J8. What is the time and space complexity?

O(n) time (one pass), O(1) extra space (two scalars). This is asymptotically optimal — you must read every element at least once.

J9. How do you handle the empty array?

There is no non-empty subarray; decide the contract — throw an error or return a documented sentinel. Do not silently return 0.

J10. What about a single-element array?

The answer is that element. The a[0] initialization handles it for free; the loop body never runs.

J11. Can sums overflow?

Yes. For large n and large magnitudes, use 64-bit accumulators (int64/long). A 32-bit int overflows around 2.1×10^9.

J12 (analysis). Why is Kadane O(n) and not O(n²)?

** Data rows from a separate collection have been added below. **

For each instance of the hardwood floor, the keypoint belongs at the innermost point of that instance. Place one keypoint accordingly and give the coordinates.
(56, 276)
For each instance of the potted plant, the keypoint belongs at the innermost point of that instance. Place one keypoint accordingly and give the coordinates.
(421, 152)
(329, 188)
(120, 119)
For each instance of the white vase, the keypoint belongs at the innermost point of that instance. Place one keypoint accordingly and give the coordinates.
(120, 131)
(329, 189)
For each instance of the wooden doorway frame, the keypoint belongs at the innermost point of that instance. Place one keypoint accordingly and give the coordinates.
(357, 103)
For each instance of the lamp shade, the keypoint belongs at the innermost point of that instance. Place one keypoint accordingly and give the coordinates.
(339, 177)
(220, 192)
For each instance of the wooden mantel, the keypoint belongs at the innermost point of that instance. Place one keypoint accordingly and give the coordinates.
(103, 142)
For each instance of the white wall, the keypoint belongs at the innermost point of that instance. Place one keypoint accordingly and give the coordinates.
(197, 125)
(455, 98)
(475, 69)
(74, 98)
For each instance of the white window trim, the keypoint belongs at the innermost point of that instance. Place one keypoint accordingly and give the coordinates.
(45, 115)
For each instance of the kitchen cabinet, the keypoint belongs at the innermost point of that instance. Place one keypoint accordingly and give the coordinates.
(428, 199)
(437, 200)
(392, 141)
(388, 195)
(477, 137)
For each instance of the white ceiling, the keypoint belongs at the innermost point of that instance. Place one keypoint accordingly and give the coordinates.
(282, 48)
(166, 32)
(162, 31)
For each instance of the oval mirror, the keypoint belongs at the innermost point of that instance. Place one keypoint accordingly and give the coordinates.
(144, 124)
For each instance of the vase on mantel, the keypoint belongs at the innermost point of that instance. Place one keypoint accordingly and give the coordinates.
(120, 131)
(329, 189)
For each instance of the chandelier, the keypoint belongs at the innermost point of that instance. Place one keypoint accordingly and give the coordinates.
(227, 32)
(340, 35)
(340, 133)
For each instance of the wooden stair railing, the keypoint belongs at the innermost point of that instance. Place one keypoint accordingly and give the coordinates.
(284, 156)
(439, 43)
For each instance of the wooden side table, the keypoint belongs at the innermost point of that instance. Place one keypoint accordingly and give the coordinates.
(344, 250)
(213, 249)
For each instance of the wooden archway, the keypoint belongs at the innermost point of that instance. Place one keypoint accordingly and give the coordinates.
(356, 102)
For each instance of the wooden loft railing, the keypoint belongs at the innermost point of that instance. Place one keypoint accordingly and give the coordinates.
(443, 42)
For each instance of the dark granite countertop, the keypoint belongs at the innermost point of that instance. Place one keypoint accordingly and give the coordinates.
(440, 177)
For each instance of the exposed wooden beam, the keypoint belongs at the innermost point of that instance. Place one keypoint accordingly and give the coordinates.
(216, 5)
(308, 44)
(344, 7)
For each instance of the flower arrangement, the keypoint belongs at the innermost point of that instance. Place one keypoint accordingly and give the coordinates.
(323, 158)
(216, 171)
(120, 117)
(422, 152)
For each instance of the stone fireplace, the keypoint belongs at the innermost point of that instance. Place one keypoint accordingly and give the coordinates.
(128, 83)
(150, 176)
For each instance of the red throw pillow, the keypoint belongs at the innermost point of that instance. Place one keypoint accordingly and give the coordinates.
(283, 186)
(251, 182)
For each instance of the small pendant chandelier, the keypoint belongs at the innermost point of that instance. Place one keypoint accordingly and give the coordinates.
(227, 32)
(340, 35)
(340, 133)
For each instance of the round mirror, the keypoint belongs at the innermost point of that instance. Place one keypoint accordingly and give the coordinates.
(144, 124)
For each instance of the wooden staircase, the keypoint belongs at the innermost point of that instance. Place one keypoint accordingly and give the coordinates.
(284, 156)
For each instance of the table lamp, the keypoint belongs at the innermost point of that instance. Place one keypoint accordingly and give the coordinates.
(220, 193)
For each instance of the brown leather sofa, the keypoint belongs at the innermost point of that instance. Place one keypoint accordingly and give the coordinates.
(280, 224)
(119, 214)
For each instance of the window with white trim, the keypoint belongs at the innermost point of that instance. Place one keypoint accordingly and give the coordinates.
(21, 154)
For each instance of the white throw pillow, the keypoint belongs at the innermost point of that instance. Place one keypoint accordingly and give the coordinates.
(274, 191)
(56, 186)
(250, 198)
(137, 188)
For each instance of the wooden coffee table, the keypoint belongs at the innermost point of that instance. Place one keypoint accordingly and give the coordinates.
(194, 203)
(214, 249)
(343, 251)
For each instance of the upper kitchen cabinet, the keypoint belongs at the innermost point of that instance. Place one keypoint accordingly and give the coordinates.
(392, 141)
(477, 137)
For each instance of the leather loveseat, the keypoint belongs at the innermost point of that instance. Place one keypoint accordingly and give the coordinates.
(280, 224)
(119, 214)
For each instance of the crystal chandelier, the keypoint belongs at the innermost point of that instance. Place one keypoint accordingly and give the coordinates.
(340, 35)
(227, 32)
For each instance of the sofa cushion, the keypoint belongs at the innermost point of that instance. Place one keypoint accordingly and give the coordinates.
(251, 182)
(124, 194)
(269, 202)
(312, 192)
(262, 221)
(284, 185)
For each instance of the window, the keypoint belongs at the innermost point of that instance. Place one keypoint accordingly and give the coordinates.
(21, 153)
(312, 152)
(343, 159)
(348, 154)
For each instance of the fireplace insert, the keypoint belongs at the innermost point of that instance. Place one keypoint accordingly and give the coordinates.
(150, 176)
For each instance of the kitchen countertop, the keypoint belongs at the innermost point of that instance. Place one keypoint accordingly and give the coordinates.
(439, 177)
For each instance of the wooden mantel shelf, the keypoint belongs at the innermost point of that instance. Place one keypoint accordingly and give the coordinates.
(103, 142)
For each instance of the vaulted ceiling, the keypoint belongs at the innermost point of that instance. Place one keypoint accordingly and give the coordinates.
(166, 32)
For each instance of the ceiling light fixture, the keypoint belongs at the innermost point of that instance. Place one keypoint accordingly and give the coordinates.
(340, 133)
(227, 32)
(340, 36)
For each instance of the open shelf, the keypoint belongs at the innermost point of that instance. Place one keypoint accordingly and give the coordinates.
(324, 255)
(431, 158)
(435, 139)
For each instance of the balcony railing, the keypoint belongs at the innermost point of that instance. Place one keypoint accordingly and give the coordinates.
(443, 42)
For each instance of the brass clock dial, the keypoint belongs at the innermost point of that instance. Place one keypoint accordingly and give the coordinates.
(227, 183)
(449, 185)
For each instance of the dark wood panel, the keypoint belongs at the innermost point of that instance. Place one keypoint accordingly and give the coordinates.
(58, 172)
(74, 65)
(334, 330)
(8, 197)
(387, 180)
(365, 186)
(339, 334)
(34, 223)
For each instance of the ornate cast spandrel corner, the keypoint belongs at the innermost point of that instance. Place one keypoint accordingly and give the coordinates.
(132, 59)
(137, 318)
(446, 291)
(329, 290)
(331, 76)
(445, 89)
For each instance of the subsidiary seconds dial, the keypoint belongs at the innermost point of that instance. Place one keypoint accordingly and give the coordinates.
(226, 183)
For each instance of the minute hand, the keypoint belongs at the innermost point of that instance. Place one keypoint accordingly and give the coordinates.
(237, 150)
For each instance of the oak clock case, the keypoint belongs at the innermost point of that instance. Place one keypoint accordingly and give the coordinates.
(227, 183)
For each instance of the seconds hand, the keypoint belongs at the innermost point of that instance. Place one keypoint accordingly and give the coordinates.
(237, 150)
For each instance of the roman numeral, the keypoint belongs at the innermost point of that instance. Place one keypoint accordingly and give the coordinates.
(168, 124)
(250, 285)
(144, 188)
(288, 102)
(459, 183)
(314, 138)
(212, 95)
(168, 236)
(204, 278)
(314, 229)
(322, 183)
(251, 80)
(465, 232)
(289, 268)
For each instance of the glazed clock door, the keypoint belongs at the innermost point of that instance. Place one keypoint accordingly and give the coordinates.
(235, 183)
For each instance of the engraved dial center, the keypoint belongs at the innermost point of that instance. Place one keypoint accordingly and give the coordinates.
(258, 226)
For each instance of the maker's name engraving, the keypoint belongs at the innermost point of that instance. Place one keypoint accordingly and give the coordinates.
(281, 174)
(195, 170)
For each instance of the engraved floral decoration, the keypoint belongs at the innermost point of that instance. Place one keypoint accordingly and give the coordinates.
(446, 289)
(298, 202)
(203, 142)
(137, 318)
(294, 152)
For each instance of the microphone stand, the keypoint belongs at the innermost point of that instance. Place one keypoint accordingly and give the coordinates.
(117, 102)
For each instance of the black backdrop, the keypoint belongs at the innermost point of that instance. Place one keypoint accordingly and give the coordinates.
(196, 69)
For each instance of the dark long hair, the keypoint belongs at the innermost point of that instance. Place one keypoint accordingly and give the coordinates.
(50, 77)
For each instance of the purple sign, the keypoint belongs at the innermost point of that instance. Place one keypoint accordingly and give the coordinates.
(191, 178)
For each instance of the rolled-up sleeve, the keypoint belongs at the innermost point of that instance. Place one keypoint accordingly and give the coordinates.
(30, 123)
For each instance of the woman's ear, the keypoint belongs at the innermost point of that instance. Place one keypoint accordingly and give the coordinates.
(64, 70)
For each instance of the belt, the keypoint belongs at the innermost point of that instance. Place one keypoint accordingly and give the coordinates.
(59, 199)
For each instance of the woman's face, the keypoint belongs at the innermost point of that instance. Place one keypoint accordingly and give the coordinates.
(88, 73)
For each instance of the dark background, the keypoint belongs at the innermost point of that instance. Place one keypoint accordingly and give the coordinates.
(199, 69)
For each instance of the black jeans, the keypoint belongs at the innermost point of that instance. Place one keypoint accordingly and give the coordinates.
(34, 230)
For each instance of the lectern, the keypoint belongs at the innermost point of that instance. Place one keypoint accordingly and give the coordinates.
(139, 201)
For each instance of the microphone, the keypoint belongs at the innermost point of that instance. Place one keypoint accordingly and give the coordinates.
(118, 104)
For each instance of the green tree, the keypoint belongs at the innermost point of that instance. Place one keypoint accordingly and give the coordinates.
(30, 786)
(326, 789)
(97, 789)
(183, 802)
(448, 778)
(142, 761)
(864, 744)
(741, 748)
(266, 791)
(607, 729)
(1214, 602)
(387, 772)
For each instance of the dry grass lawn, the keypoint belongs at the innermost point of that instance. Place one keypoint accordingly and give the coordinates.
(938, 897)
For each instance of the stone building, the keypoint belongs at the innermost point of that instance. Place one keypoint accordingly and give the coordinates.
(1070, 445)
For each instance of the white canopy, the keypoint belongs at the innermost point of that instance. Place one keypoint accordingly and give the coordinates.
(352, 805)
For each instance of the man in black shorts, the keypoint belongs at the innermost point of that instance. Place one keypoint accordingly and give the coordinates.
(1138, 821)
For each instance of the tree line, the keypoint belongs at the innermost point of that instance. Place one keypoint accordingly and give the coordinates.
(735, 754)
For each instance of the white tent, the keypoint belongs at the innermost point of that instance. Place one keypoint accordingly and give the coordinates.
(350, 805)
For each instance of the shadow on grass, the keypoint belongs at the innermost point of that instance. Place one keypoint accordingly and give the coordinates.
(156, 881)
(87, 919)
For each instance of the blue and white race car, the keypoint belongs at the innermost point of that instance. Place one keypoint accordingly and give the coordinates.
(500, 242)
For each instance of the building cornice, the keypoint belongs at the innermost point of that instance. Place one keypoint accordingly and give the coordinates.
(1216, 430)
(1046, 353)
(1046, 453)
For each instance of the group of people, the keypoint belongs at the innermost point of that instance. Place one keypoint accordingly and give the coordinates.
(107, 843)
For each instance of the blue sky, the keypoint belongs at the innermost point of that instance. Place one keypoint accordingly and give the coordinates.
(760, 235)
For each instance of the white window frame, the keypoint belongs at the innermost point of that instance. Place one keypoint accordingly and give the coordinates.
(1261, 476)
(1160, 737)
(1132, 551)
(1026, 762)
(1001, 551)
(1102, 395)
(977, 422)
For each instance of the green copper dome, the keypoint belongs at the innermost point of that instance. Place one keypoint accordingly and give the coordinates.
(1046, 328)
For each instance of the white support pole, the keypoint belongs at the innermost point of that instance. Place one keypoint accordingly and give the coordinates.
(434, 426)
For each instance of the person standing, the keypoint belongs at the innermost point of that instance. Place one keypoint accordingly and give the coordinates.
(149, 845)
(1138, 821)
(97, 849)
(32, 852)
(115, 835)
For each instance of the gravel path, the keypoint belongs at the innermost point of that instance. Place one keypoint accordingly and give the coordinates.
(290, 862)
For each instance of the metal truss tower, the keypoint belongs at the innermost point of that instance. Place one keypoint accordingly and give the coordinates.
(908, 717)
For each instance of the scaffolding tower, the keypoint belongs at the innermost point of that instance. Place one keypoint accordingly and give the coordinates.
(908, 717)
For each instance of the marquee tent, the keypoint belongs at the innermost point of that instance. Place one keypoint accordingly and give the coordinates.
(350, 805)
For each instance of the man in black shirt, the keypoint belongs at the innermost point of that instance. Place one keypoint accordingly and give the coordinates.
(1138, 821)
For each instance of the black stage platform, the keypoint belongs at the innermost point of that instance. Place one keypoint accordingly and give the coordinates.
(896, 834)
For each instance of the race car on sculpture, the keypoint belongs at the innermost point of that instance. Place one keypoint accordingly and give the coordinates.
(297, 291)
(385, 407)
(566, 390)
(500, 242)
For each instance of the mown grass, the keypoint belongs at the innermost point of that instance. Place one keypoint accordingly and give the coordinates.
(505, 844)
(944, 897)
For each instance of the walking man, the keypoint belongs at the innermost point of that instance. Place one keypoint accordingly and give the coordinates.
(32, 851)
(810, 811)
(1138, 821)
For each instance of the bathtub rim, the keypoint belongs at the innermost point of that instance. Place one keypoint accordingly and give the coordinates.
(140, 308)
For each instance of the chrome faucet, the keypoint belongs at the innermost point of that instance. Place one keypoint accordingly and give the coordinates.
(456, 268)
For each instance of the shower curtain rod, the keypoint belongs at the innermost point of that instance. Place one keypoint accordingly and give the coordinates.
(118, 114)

Because it never re-sums a range. By keeping bestEndingHere, each new element is incorporated in O(1) — one add and one compare — so the whole array is processed in linear time, versus enumerating all O(n²) ranges.


Middle Questions (12 Q&A)

M1. Prove Kadane's correctness in one paragraph.

Let f(r) = best subarray sum ending at r. Then f(r) = max(a_r, f(r-1)+a_r) (a subarray ending at r is either the singleton a_r or an extension of one ending at r-1). By induction, bestEndingHere = f(r) after step r, and bestSoFar = max_{s≤r} f(s). Since every subarray ends somewhere, the final bestSoFar = max_r f(r) is the global maximum.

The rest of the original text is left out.